La cineasta húngara Ildikó Enyedi presenta “Silent Friend” en el Festival de Venecia, un drama científico que explora la conexión entre el ser humano, la naturaleza y las ondas cerebrales. Protagonizada por Tony Leung y Léa Seydoux, la película se distingue por su enfoque artístico y reflexivo, ofreciendo una perspectiva esperanzadora en medio de dramas más sombríos.
La cinta, que se extiende por dos horas y media, se divide en tres periodos temporales y sigue a tres personajes que realizan experimentos botánicos. La trama moderna se sitúa durante la crisis del COVID-19, con el neurocientífico Tony (Tony Leung Chiu-wai) investigando las ondas cerebrales de un árbol gingko de 1832. Paralelamente, se presentan las historias de Grete (Luna Wedler), una estudiante pionera en el siglo XIX, y Hannes (Enzo Brumm), un alumno en los años 70. Enyedi entrelaza estas narrativas de manera fluida, creando una atmósfera envolvente que prioriza el viaje sensorial y conceptual sobre una estructura argumental convencional.
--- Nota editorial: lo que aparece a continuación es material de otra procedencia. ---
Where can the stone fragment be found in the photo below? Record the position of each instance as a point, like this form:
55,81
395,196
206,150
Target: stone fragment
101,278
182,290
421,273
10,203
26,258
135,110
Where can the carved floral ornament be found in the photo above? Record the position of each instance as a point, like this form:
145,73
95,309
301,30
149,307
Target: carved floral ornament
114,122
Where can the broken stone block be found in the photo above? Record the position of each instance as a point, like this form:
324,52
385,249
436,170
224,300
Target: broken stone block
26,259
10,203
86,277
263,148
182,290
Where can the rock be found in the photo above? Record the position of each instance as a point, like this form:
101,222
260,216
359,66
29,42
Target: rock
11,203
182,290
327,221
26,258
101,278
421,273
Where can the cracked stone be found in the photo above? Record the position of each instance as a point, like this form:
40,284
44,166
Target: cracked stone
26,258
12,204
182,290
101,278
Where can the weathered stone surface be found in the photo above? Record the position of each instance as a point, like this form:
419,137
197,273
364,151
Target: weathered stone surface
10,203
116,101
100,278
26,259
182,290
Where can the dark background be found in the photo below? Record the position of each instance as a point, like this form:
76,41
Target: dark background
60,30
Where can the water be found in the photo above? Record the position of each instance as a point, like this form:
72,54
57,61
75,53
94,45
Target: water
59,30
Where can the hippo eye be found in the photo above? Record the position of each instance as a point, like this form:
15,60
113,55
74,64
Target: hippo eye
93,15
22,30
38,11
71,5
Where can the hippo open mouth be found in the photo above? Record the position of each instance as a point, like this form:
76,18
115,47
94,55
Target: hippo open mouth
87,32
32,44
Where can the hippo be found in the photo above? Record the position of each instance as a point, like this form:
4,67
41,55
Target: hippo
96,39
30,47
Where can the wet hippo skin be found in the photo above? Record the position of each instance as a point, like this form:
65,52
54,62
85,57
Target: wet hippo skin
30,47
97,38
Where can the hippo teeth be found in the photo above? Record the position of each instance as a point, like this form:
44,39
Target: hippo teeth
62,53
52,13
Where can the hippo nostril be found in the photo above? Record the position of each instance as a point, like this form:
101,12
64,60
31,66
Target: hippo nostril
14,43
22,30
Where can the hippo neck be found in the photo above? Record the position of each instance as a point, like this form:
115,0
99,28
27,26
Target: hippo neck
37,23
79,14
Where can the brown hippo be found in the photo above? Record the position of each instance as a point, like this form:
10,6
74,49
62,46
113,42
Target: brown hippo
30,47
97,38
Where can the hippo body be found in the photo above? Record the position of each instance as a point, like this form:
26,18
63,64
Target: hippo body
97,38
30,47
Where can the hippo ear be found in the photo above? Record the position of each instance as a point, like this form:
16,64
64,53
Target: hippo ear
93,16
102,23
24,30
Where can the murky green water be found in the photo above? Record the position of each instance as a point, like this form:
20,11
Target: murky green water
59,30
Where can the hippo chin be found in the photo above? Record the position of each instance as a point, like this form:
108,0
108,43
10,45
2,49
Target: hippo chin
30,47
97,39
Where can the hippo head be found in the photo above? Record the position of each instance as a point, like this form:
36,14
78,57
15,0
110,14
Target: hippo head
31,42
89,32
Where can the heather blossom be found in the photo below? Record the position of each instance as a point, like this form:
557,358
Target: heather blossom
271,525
Con una cuidada cinematografía y un diseño sonoro detallado, “Silent Friend” fusiona elementos dispares como voces humanas y plantas, o la fotografía y la botánica, buscando un diálogo entre ellos. La película aborda la soledad humana y la importancia de la comunicación, incluso con el entorno natural, sugiriendo que el sexo es otra forma de conexión entre especies. La cinta destaca por su humor sutil y escenas cargadas de erotismo, invitando a la reflexión sobre las relaciones y la comunicación en nuestro mundo.
“Silent Friend” es una obra cerebral pero accesible, que se desarrolla como un jardín en crecimiento, profundizando sus temas a medida que avanza. El desempeño de Leung y Wedler, junto con la dirección estilizada de Enyedi, hacen que la experiencia sea cautivadora, culminando en imágenes científicas evocadoras acompañadas de una banda sonora resonante.